The master plan endorses efforts by Ald. John Arena (45th) to turn the area around Irving Park Road and Cicero and Milwaukee avenues into an arts and culture mecca that would draw people from all over the city with the promise of a show and dinner.

"We need the density if we want the shops and the restaurants," Arena said. "It has to be done responsibly."

Based on a survey by ESRI, a national vendor of business data, Northwest Side residents spend $141 million on shopping and eating outside the area. That situation creates a significant "retail gap" and an opportunity for new shops and restaurants to claim that business, according to the report.

"We have to bring businesses back to Six Corners," said Ald. Tim Cullerton (38th), who represents a small section of the shopping district. "And that depends on the economy, and people's disposable incomes. The sun and the moon have to align."

This isn't the first time city officials have crafted a master plan for Six Corners, with the last one completed nearly 15 years ago that resulted in few lasting improvements.

"The proof is in the execution," said Anna Zolkowski Sobor, the vice president of the Old Irving Park Association Board of Directors and a member of the steering committee that crafted the new report. "There are lots of great ideas, but who has the money? Not the city." 

The master plan, which was drafted by the Lakota Group after two community meetings, establishes a vision for the area, Arena said.

"The worst development happens when there is no vision," Arena said. "The developer's vision has to match our vision, or they have to be flexible. Otherwise, they should go elsewhere in the city."

Developments in downtown Park Ridge and other suburbs have shown that dense development near shops can create a thriving shopping district, Cullerton said.

"As aldermen, all we can do is to provide the infrastructure," Cullerton said.

The plan also calls for the city to shorten and widen the crosswalks while extending sidewalks throughout the district to make it easier for pedestrians to cross the diagonal streets — and get from store to store.

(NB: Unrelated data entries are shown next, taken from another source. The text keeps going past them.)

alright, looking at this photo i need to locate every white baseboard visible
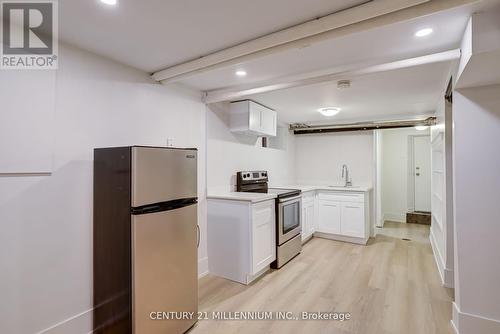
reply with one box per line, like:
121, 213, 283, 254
383, 212, 406, 223
429, 229, 455, 289
198, 256, 209, 278
429, 229, 454, 288
452, 302, 500, 334
35, 308, 93, 334
314, 232, 368, 245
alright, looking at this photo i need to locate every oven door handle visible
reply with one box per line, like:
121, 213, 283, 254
278, 195, 302, 203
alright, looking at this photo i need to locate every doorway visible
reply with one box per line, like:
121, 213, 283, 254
374, 127, 432, 230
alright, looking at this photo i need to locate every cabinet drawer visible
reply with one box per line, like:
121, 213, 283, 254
252, 200, 275, 227
318, 192, 364, 203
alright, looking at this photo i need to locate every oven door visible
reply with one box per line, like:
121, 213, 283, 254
277, 196, 302, 245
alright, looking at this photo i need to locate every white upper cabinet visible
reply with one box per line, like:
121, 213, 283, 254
230, 100, 277, 137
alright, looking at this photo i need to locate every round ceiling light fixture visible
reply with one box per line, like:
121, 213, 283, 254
337, 80, 351, 89
317, 107, 341, 117
235, 70, 247, 77
415, 28, 433, 37
415, 125, 429, 131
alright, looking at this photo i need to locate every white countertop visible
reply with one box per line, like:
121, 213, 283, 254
270, 185, 373, 192
207, 191, 277, 203
207, 184, 372, 203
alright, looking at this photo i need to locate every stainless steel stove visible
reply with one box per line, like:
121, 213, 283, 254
236, 171, 302, 268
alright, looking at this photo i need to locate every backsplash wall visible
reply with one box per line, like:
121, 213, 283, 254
294, 131, 374, 186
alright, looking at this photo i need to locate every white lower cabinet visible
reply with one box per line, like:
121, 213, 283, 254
316, 191, 369, 244
340, 202, 365, 238
301, 198, 315, 242
318, 199, 341, 234
252, 200, 276, 274
207, 198, 276, 285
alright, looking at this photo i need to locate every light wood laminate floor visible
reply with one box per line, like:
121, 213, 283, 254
191, 222, 454, 334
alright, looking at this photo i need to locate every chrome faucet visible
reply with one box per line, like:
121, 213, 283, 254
341, 164, 352, 187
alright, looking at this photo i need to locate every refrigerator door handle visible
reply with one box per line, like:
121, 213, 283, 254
196, 224, 200, 248
131, 197, 197, 215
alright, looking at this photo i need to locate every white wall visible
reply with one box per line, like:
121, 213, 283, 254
294, 132, 374, 186
452, 85, 500, 332
379, 127, 429, 223
0, 44, 207, 334
206, 102, 295, 190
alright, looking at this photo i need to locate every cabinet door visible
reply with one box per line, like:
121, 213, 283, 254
340, 202, 365, 238
306, 202, 315, 236
260, 108, 277, 136
301, 204, 308, 241
248, 104, 262, 133
252, 201, 276, 274
318, 200, 341, 234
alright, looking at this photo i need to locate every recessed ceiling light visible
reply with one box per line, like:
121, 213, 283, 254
415, 28, 433, 37
318, 107, 341, 117
415, 125, 429, 131
235, 70, 247, 77
100, 0, 117, 5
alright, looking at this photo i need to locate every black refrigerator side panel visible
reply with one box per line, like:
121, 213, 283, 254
93, 147, 132, 333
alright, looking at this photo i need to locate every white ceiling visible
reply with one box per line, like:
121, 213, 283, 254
248, 60, 453, 124
57, 0, 495, 125
59, 0, 368, 72
180, 4, 475, 91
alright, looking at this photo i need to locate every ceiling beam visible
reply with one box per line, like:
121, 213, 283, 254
291, 117, 437, 134
152, 0, 478, 83
152, 0, 429, 82
202, 49, 461, 104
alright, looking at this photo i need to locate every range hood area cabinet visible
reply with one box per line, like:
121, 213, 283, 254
229, 100, 277, 137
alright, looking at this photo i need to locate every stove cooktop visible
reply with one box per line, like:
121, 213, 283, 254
236, 171, 300, 198
266, 188, 300, 197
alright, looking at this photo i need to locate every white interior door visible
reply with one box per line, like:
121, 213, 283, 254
413, 136, 431, 212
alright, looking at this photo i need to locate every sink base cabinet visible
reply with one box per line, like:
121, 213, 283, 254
207, 199, 276, 285
317, 200, 341, 235
316, 191, 370, 245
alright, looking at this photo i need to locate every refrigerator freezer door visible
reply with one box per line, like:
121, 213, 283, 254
132, 147, 197, 207
132, 204, 198, 334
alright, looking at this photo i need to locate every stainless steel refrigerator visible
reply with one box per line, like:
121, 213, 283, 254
94, 146, 198, 334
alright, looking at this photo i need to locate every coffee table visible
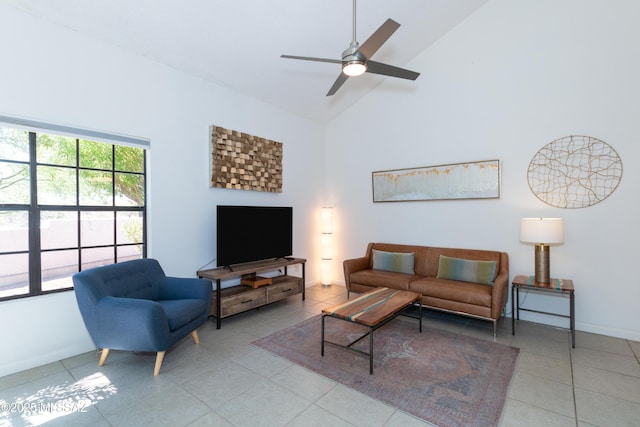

But the success of the revitalization effort depends in large part on whether the former Bank of America building at 4901 Irving Park Road can be redeveloped to anchor the west end of the shopping district. A 300-seat theater on the second floor should be maintained, according to the report.

A firm is in talks to buy the building and transform it into a grocery store, but no other information is available, said Ed Bannon, the executive director of the Six Corners Business Association.

"We need a livable amount of density, and it makes sense to do it right at the intersection," Bannon said.

The historic Portage Theater can help drive the economic revitalization of Six Corners, and the city should work to encourage a diverse slate of programming for families, film lovers and young concert goers, the plan suggested. The newly opened National Veterans Art Museum and Filament Theatre Ensemble across Milwaukee will help draw attention — and theater lovers — to Six Corners, officials said.

The report also encourages officials to pursue Historic Preservation Tax Credits to finance an extensive rehab of the theater, the storefronts surrounding it and the 34 apartments above the former movie palace.

Other improvements could be financed by the two tax increment financing districts that include Six Corners. The Portage Park TIF has $15.3 million.


The master plan should give developers certainty about what the community will — and will not — support, Arena said.

"It should lead to an informed conversation," Arena said, noting that it should help avoid protracted battles over proposals. "That will mean a better project, a better result."

Bannon said he hoped the plan would prompt developers to give Six Corners another look.

"It is a road map," Bannon said. "If you know where you are going, you are more likely to get there in the end."